Screen-Shot-2020-03-31-at-11.31.54-AM A harrowing backcountry rescue at 11,000 feet exposes the precarious situation first responders are in thanks to the coronavirus pandemic.

On Tuesday, March 24, Sonja and Bill Allen’s home radio crackles to life at 1:10 p.m. There is no cell service in Ophir, Colorado, an 1880s mining town 20 minutes south of Telluride encircled by 13,000-foot peaks. But its 180 residents and virtually all the skiers who seek out the world-class backcountry above town know about the two-way radio frequency that fills the void. Many locals keep their radios tuned to the “Ophir channel” when they’re at home, if only to monitor the chatter among fellow powder seekers. 

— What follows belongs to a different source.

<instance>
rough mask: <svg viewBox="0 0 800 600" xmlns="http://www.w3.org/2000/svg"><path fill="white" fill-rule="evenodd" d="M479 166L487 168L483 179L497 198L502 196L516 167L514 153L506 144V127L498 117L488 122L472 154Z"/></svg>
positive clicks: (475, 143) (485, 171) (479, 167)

The Allens listen as someone skiing in East Waterfall Canyon reports an avalanche with a critically injured victim. The situation sounds dire: potentially two broken femurs and a fractured pelvis.

Sonja, a longtime guide and avalanche forecaster for Telluride Helitrax, alerts Dan Hehir two houses away. Hehir, 49, is the chief of medical staff at the Telluride Regional Medical Center and an emergency physician. He has just finished eating lunch with his wife, a teacher, and children, who are out of school due to the coronavirus pandemic. It has been a stressful three weeks for Hehir, treating sick patients in full protective gear and worrying about the virus spreading. His hospital has already recorded one positive case of COVID-19; other tests are waiting to be returned.